L’assemblée des citoyens est une Assemblée Sociétale plus qu’une Assemblée Nationale : par le tirage au sort, elle est  en effet à l’image de la société, de sa diversité  et de son absence de polarisation immédiate alors que l’Assemblée Nationale, par sa politisation, est orientée dès son élection. L’Assemblée Nationale ne cherche pas son orientation, elle lui est donnée par son élection. Elle n’est donc pas faite pour le travail de création d’une vision partagée. Elle a une vision majoritaire contestée par une vision minoritaire. Elle ne cherche que très rarement, justement sur des sujets dits de société, des consensus ou au moins des accords transpartisans. Au contraire l’assemblée des citoyens aura à dégager du « commun », du partagé et son absence d’orientation prédéterminée y aidera.

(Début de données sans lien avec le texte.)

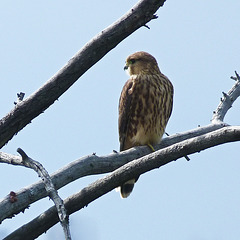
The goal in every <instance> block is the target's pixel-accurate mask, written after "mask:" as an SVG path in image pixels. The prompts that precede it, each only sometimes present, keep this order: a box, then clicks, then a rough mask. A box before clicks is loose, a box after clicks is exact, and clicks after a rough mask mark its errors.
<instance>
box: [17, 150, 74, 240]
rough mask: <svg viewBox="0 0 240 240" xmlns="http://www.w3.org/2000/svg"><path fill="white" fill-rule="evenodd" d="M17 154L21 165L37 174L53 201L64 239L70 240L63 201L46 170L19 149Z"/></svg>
mask: <svg viewBox="0 0 240 240" xmlns="http://www.w3.org/2000/svg"><path fill="white" fill-rule="evenodd" d="M17 152H18V153H19V154H20V155H21V156H22V163H23V164H24V166H25V167H27V168H31V169H33V170H34V171H35V172H37V174H38V176H40V177H41V178H42V181H43V183H44V186H45V189H46V192H47V194H48V196H49V197H50V198H51V199H52V200H53V202H54V204H55V206H56V209H57V213H58V217H59V220H60V223H61V225H62V228H63V232H64V235H65V239H67V240H71V234H70V228H69V221H68V215H67V213H66V209H65V207H64V204H63V200H62V199H61V198H60V196H59V195H58V192H57V190H56V189H55V187H54V185H53V183H52V180H51V177H50V176H49V174H48V172H47V170H46V169H45V168H44V167H43V166H42V164H41V163H39V162H37V161H35V160H33V159H31V158H30V157H28V156H27V154H26V153H25V152H24V151H23V150H22V149H21V148H18V149H17ZM15 197H16V196H15Z"/></svg>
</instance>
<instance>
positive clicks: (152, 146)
mask: <svg viewBox="0 0 240 240" xmlns="http://www.w3.org/2000/svg"><path fill="white" fill-rule="evenodd" d="M147 145H148V146H149V147H150V148H151V150H152V151H153V152H155V149H154V147H153V146H152V144H151V143H148V144H147Z"/></svg>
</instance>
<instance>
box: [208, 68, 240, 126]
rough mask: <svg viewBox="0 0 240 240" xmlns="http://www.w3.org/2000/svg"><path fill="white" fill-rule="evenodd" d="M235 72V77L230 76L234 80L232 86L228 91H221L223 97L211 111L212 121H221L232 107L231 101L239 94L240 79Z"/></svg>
mask: <svg viewBox="0 0 240 240" xmlns="http://www.w3.org/2000/svg"><path fill="white" fill-rule="evenodd" d="M235 73H236V76H237V77H236V78H234V77H231V78H232V79H234V80H235V81H236V83H235V84H234V85H233V87H232V88H231V89H230V90H229V91H228V93H225V92H223V98H221V101H220V103H219V105H218V107H217V109H216V111H214V112H213V118H212V123H221V122H223V119H224V117H225V115H226V113H227V111H228V110H229V109H230V108H231V107H232V104H233V102H234V101H235V100H236V99H237V98H238V97H239V96H240V79H239V75H238V74H237V72H235Z"/></svg>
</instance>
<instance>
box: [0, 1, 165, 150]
mask: <svg viewBox="0 0 240 240" xmlns="http://www.w3.org/2000/svg"><path fill="white" fill-rule="evenodd" d="M164 1H165V0H141V1H139V3H138V4H136V5H135V6H134V7H133V8H132V9H131V10H130V11H129V12H128V13H126V14H125V15H124V16H123V17H122V18H121V19H119V20H118V21H116V22H115V23H114V24H112V25H111V26H109V27H108V28H106V29H105V30H103V31H102V32H101V33H99V34H98V35H97V36H95V37H94V38H93V39H92V40H90V41H89V42H88V43H87V44H86V45H85V46H84V47H83V48H82V49H81V50H80V51H79V52H78V53H77V54H76V55H75V56H74V57H73V58H72V59H70V60H69V62H68V63H67V64H66V65H65V66H64V67H63V68H62V69H61V70H59V72H57V73H56V74H55V75H54V76H53V77H52V78H51V79H50V80H49V81H47V82H46V84H45V85H44V86H42V87H41V88H40V89H39V90H37V92H35V93H33V94H32V95H31V96H29V97H28V98H27V99H25V100H23V101H22V102H20V103H18V104H17V105H16V107H15V108H14V109H13V110H12V111H11V112H10V113H9V114H8V115H7V116H5V117H4V118H3V119H1V120H0V148H1V147H2V146H3V145H4V144H6V143H7V142H8V141H9V140H10V139H11V138H12V137H13V136H14V134H16V133H17V132H19V131H20V130H21V129H22V128H24V127H25V126H26V125H27V124H28V123H30V122H31V120H32V119H34V118H35V117H37V116H38V115H39V114H41V113H42V112H43V111H44V110H46V109H47V108H48V107H49V106H50V105H52V104H53V103H54V101H55V100H57V99H58V98H59V97H60V96H61V95H62V94H63V93H64V92H65V91H66V90H67V89H68V88H69V87H70V86H71V85H72V84H73V83H74V82H76V81H77V79H78V78H79V77H80V76H82V75H83V74H84V73H85V72H86V71H87V70H88V69H89V68H90V67H92V66H93V65H94V64H95V63H96V62H98V61H99V60H100V59H101V58H102V57H103V56H104V55H105V54H107V53H108V52H109V51H110V50H111V49H113V48H114V47H116V46H117V45H118V44H119V43H120V42H121V41H122V40H123V39H125V38H126V37H128V36H129V35H130V34H132V33H133V32H134V31H136V30H137V29H138V28H140V27H141V26H144V25H145V24H146V23H147V22H149V21H150V20H151V19H153V18H154V15H153V14H154V13H155V12H156V11H157V9H158V8H159V7H160V6H162V5H163V3H164Z"/></svg>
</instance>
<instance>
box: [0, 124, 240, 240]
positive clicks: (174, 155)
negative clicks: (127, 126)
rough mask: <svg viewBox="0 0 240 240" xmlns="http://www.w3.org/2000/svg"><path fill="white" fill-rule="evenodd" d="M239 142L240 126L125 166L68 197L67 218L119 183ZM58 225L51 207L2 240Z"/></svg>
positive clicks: (222, 131) (181, 143)
mask: <svg viewBox="0 0 240 240" xmlns="http://www.w3.org/2000/svg"><path fill="white" fill-rule="evenodd" d="M239 140H240V126H230V127H225V128H222V129H219V130H216V131H214V132H211V133H207V134H204V135H202V136H199V137H195V138H192V139H188V140H185V141H182V142H179V143H176V144H173V145H171V146H169V147H166V148H164V149H161V150H159V151H157V152H154V153H151V154H149V155H147V156H144V157H141V158H139V159H137V160H134V161H132V162H130V163H128V164H125V165H124V166H122V167H120V168H118V169H117V170H115V171H114V172H112V173H111V174H109V175H107V176H105V177H103V178H101V179H99V180H97V181H95V182H94V183H92V184H90V185H89V186H88V187H86V188H84V189H82V190H81V191H80V192H78V193H77V194H74V195H72V196H70V197H68V198H67V199H66V200H65V201H64V205H65V207H66V209H67V212H68V214H69V215H70V214H72V213H74V212H76V211H78V210H80V209H81V208H83V207H84V206H87V205H88V204H89V203H90V202H92V201H94V200H95V199H97V198H99V197H100V196H102V195H104V194H106V193H107V192H109V191H111V190H112V189H114V188H116V187H117V186H119V185H121V183H124V182H126V181H127V180H129V178H134V177H136V176H139V175H140V174H143V173H145V172H147V171H150V170H152V169H155V168H159V167H161V166H163V165H165V164H167V163H169V162H171V161H175V160H177V159H179V158H181V157H183V156H185V155H189V154H192V153H195V152H199V151H201V150H204V149H207V148H210V147H213V146H217V145H219V144H223V143H227V142H233V141H239ZM57 222H58V217H57V211H56V208H55V206H54V207H51V208H49V209H48V210H47V211H45V212H44V213H42V214H41V215H40V216H38V217H36V218H35V219H33V220H32V221H31V222H29V223H27V224H25V225H24V226H22V227H20V228H19V229H17V230H16V231H14V232H13V233H11V234H10V235H8V236H7V237H6V238H4V239H5V240H10V239H14V238H15V237H20V239H33V238H36V237H38V236H39V235H41V234H42V233H43V232H46V231H47V230H48V229H49V228H51V227H52V226H53V225H55V224H56V223H57Z"/></svg>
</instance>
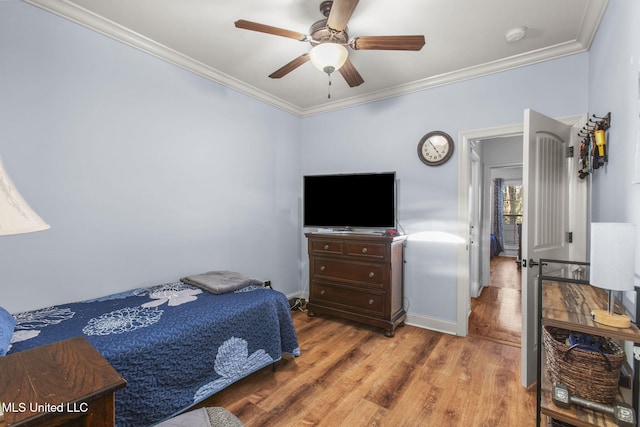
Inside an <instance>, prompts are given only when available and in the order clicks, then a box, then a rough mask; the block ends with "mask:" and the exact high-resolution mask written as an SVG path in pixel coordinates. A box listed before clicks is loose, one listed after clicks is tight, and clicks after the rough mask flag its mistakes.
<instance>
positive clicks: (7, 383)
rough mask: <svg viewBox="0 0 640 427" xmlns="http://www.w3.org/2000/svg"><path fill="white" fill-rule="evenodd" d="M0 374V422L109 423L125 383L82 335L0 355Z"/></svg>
mask: <svg viewBox="0 0 640 427" xmlns="http://www.w3.org/2000/svg"><path fill="white" fill-rule="evenodd" d="M0 378H2V381H0V402H1V403H0V409H2V410H3V412H4V421H0V427H12V426H51V427H53V426H86V427H102V426H105V427H106V426H109V427H113V425H114V424H115V406H114V405H115V401H114V393H115V391H116V390H117V389H119V388H122V387H124V386H125V385H126V381H125V380H124V379H123V378H122V377H121V376H120V375H119V374H118V372H116V370H115V369H113V367H112V366H111V365H110V364H109V362H107V361H106V360H105V359H104V358H103V357H102V356H101V355H100V353H98V351H97V350H96V349H95V348H93V347H92V346H91V344H89V343H88V342H87V341H86V340H85V339H84V338H82V337H76V338H71V339H68V340H64V341H60V342H57V343H53V344H49V345H45V346H42V347H37V348H33V349H31V350H25V351H22V352H19V353H14V354H10V355H8V356H5V357H0Z"/></svg>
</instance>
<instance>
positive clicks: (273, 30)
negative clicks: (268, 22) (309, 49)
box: [235, 19, 307, 42]
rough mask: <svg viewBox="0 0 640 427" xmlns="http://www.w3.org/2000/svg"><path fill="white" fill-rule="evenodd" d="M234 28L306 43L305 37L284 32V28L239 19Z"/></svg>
mask: <svg viewBox="0 0 640 427" xmlns="http://www.w3.org/2000/svg"><path fill="white" fill-rule="evenodd" d="M235 25H236V28H241V29H243V30H251V31H259V32H261V33H267V34H273V35H275V36H281V37H288V38H290V39H296V40H300V41H301V42H304V41H307V36H306V35H304V34H302V33H298V32H297V31H290V30H285V29H284V28H278V27H272V26H271V25H264V24H258V23H257V22H251V21H245V20H244V19H239V20H237V21H236V22H235Z"/></svg>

Une assemblée de citoyens peut réussir si elle est largement soutenue et alimentée en amont par les mouvements et collectifs qui  se développent partout en France (Colibris, Pacte civique, Pouvoir d’agir, Collectif de la transition citoyenne, Etats généraux du pouvoir citoyen,…), si elle est fortement médiatisée avec un temps d’antenne équivalent à celui accordé au téléthon grâce à une scénographie qui laisse place aux ressorts de la télé-réalité (mais oui ! je reviendrai prochainement sur la possibilité de mobiliser les codes actuels de la télé sur les sujets qui nous occupent).

Je ne développe pas davantage à ce stade le projet d’assemblée citoyenne. J’aurai l’occasion d’y revenir. C’est en effet un des projets que le Laboratoire de la Transition Démocratique pourrait soutenir en 2014. Le Laboratoire de la Transition Démocratique est le nom que nous[1] avons choisi pour lancer le projet de recherche-action évoqué déjà dans ce blog. Sur ce point aussi nous reviendrons très vite… en 2014 !

Bonnes fêtes aux lecteurs, fidèles ou occasionnels, de ce blog.

 

 



[1] Le Nous évoqué ici est constitué de la petite équipe réunie pour faire émerger le projet de Laboratoire : Aurélie Letenoux, Julie Maurel, Philippe Cazeneuve, Jean-Pierre Reinmann, Bruno Vincenti. Bien d’autres ont, au cours des nombreuses conversations de l’automne, aidé à clarifier mes idées. Je les remercie tous chaleureusement.